«The European Parliament endorsed giving a green label to gas and nuclear power. Today fossil gas and nuclear lobbies hit the jackpot, while humanity will pay the price». Così ha commentato, sul proprio profilo Twitter, il Wwf Europa a ridosso della votazione avvenuta il 6 luglio scorso. Quel giorno, il Parlamento europeo ha respinto la richiesta di escludere l’energia nucleare e il gas naturale dalla tassonomia prevista dal Green Deal europeo. Stiamo parlando della classificazione delle attività economiche che potranno essere definite “sostenibili” dal punto di vista ecologico e climatico nell’Unione europea.
A far pendere la bilancia dalla parte dei favorevoli è stato il voto – e questo è proprio uno di quei casi in cui astenersi pesa quanto votare – dei 33 astenuti, visto che occorreva una maggioranza di 353 deputati su 705 totali. I 328 voti contrari non sono bastati, e in virtù dei 278 voti favorevoli (su un totale di 639 presenti alla seduta) gas e nucleare hanno ottenuto la patente green, rientrando tra le attività considerate economicamente sostenibili dall’Unione europea.
Una scelta che ha destato molta sorpresa vista la palese opposizione manifestata il 14 giugno scorso dei deputati delle commissioni parlamentari per i problemi economici e monetari (Econ) e per l’ambiente, la sanità pubblica e la sicurezza alimentare (Envi).
Tuttavia, la Commissione europea ha deciso di inserire nella tassonomia, almeno in via transitoria, il gas e il nucleare in virtù della convinzione che le sole rinnovabili non saranno in grado di soddisfare la crescente domanda di elettricità a causa della loro produzione intermittente.
Questa novità ha provocato una grande delusione non solo nei partiti Verdi e di sinistra o nelle principali organizzazioni ambientaliste: Greenpeace, per esempio, ha già fatto sapere che intraprenderà un’azione legale contro la Commissione europea per avere incluso gas fossile ed energia nucleare nell’elenco degli investimenti ritenuti sostenibili. In più, hanno espresso il proprio dissenso anche otto paesi europei, tra cui Austria, Lussemburgo e Germania, che avevano espresso parere contrario già durante le consultazioni. Questi Stati membri non hanno intenzione di lasciar correre, anzi: Austria e Lussemburgo hanno già dichiarato di voler ricorrere alla Corte di giustizia dell’Unione europea.

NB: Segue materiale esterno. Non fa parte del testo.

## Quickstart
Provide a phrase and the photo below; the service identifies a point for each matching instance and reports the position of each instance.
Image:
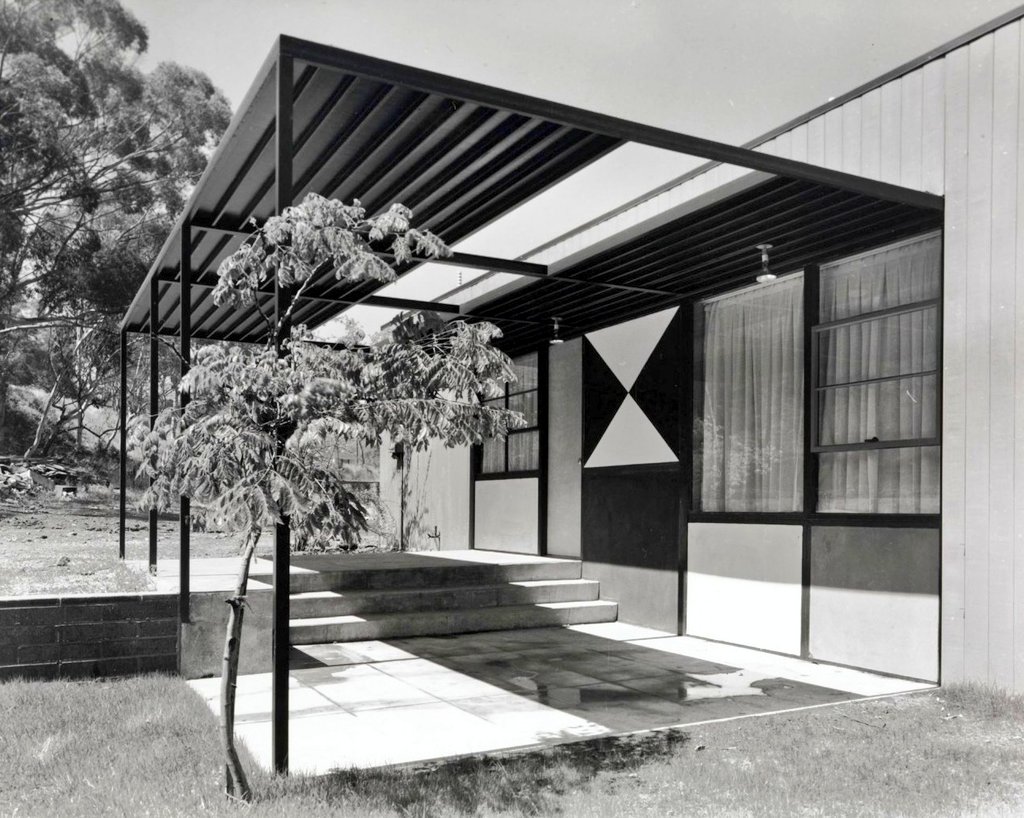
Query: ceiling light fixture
(766, 274)
(554, 334)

Ciò detto, salvo imprevisti di sorta, la tassonomia entrerà in vigore il 1° gennaio 2023, attribuendo così al gas e al nucleare un’etichetta di investimenti “verdi” nonostante le elevate emissioni provenienti dal gas fossile e dalle scorie radioattive. E nonostante i problemi di sicurezza ancora legati all’energia nucleare, e oltretutto facendo correre il rischio che i miliardi di euro in investimenti per la transizione ecologica vengano distratti verso queste fonti energetiche.
In tal senso il Wwf invita le istituzioni finanziarie ad evitare che il ricorso a questo atto possa inquinare i loro finanziamenti verdi e a rifiutarsi di sostenere o acquistare falsi green bond che includano gas o nucleare, dal momento che l’attuale mercato globale dei green bond li esclude entrambi.
In realtà la normativa impone condizioni molto restrittive affinché l’uso del gas e del nucleare sia considerato sostenibile. E finisce con lo scontentare oltre che gli oppositori delle due fonti d’energia, anche coloro che invece sono favorevoli. Se da un lato sappiamo che in questo momento servono enormi investimenti per trovare forniture alternative di gas e rinunciare al carbone, dobbiamo tuttavia chiederci se queste due fonti d’energia – che stiamo scegliendo per affrontare la riduzione delle forniture di gas dalla Russia – siano solo transitorie poiché – e ben lo evidenzia il quotidiano tedesco Süddeutsche Zeitung – con questo voto la classificazione delle attività economiche sostenibili ha di fatto perso credibilità. E questo, purtroppo, terrà lontani gli investitori interessati ai prodotti finanziari compatibili con la tutela dell’ambiente.